Laura Medioli

LAURA MEDIOLI escreve aos sábados. laura@otempo.com.br

Bebês tecnológicos

Publicado em: Dom, 13/11/16 - 03h30

Com menos de cinco minutos de vida, pude conhecer, pelo meu celular, o rostinho delicado e ligeiramente amassado do bebê de minha amiga que mora no Rio.

Além dela, no decorrer da semana, também participei da chegada de outros bebês amigos, mesmo que virtualmente. Já os vi dormindo, tomando banho, no colo de pais encantados... Principalmente aqueles de primeira viagem.

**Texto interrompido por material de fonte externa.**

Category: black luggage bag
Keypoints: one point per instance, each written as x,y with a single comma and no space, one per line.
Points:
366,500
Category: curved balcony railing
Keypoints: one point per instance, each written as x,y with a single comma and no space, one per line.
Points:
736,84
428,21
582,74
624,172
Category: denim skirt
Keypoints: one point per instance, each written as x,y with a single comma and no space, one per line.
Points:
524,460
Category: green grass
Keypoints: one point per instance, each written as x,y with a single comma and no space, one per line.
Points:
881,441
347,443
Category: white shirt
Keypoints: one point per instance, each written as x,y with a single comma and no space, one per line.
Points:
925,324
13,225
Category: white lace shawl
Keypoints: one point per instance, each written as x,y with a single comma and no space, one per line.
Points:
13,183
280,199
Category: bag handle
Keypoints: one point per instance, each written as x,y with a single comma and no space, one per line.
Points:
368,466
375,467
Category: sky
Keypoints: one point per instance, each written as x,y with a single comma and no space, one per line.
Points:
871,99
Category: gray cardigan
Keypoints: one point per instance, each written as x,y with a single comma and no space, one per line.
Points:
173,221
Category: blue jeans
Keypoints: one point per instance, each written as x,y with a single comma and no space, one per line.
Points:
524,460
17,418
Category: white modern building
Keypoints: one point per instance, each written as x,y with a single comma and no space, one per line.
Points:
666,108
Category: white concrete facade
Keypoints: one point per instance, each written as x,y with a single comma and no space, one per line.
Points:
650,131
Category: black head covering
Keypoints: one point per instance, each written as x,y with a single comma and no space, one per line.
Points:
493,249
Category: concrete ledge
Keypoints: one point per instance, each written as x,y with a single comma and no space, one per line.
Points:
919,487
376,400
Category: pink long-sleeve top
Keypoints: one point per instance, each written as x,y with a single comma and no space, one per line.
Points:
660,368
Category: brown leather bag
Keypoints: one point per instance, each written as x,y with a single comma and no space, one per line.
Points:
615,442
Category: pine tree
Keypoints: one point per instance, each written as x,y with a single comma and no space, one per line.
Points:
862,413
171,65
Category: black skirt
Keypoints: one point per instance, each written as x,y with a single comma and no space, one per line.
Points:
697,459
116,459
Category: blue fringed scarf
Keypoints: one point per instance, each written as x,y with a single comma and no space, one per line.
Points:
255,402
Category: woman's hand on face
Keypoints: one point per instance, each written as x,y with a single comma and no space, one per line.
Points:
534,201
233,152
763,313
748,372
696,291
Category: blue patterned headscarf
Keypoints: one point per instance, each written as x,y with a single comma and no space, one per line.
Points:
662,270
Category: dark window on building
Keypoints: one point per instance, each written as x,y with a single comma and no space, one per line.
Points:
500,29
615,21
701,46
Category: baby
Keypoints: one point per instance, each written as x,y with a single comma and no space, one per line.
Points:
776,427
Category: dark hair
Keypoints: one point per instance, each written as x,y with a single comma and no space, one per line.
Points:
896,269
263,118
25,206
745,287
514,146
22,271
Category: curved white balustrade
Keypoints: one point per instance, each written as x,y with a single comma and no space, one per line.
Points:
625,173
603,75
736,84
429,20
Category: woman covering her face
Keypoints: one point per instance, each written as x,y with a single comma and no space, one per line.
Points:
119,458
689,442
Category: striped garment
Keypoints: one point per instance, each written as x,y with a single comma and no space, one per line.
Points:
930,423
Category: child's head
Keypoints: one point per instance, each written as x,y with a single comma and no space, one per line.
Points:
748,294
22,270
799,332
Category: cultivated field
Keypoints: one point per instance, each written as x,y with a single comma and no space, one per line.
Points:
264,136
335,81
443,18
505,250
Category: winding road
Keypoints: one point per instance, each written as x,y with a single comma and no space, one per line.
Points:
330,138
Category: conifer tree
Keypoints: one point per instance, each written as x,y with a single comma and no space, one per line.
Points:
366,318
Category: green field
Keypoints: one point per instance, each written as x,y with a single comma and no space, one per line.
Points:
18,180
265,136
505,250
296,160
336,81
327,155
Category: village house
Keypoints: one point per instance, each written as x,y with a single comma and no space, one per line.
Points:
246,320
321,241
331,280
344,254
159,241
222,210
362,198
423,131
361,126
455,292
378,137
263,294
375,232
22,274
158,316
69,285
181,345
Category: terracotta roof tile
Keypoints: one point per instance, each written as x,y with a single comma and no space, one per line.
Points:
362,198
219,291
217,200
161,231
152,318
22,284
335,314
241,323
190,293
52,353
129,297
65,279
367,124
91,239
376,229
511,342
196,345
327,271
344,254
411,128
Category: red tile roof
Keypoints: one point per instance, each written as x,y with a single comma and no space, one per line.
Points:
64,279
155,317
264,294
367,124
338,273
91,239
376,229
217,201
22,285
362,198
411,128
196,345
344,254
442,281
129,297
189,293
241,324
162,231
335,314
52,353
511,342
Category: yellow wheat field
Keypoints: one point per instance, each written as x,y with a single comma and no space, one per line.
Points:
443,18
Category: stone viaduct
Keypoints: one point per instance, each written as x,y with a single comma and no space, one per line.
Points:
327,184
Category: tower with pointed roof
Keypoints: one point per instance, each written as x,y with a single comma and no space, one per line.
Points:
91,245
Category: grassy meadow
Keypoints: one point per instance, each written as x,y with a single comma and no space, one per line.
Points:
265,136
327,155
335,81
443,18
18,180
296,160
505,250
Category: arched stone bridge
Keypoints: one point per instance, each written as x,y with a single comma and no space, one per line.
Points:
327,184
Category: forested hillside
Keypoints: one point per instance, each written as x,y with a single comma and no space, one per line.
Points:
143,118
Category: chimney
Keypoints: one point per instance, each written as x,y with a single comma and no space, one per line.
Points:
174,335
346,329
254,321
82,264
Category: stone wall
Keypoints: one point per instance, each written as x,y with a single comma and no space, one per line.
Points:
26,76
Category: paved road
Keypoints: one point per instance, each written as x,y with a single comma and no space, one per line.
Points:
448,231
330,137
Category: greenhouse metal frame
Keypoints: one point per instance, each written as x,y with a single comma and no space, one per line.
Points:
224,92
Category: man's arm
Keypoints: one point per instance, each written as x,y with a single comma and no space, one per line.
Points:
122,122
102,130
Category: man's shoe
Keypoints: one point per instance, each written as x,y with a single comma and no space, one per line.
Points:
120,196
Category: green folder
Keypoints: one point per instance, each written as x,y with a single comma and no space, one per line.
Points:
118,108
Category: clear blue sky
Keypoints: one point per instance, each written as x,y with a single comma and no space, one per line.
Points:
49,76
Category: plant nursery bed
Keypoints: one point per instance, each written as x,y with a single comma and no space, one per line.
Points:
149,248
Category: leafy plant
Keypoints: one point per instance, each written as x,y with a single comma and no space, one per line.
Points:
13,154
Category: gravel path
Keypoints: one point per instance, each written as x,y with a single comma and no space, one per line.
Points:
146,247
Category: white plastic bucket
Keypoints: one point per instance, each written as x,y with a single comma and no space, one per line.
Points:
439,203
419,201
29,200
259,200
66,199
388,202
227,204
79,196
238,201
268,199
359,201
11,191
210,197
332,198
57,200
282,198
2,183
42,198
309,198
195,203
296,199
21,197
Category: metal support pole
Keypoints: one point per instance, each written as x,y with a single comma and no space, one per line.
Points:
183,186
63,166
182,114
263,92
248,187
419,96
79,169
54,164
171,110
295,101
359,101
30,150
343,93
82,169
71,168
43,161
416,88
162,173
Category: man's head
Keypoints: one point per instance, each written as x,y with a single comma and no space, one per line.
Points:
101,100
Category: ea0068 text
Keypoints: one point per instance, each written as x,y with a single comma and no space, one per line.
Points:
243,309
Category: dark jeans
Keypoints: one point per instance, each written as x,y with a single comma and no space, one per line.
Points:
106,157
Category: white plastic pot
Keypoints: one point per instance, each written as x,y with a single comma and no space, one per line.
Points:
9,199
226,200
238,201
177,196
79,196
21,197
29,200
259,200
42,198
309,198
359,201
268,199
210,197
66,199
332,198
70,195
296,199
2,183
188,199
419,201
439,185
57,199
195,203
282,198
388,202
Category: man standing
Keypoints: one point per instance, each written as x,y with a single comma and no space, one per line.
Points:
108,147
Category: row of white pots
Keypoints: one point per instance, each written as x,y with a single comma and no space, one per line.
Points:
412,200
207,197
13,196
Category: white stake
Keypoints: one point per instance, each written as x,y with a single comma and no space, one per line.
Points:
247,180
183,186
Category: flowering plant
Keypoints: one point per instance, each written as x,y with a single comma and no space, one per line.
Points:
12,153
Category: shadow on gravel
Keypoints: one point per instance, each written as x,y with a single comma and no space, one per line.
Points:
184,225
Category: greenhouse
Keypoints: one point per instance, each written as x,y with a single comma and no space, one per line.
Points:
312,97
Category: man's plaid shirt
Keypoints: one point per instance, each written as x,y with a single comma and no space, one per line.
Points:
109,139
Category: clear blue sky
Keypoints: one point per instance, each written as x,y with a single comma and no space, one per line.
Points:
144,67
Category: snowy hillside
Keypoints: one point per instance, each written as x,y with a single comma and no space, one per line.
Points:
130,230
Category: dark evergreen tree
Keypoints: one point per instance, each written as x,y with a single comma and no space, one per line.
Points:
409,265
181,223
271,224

E fico aqui pensando no bebê que fui, com direito a apenas uma foto amarelada, que, para dizer a verdade, desconfio que seja de minha mãe, constrangida por não oferecer nenhuma recordação à única filha nascida após três homens. Finjo acreditar que aquele bebê lindinho e desbotado no papel amarelado seja eu, enquanto ela, se dizendo esquecida, tenta me confundir com a foto: “Tenho quase certeza de que é você, filha!!!” E ficamos assim. Não me importo, afinal, nos outros requisitos, minha mãe foi insuperável, nada a reclamar.

Meus pais nunca se preocuparam com registros fotográficos, acho que nem máquina eles tinham. As fotos de meus irmãos, quando crianças, foram feitas por um tio-avô, que, infelizmente, morreu antes que eu viesse ao mundo.

Nasci numa época em que era impossível saber com antecedência o sexo do bebê. A surpresa era ali, no momento do parto.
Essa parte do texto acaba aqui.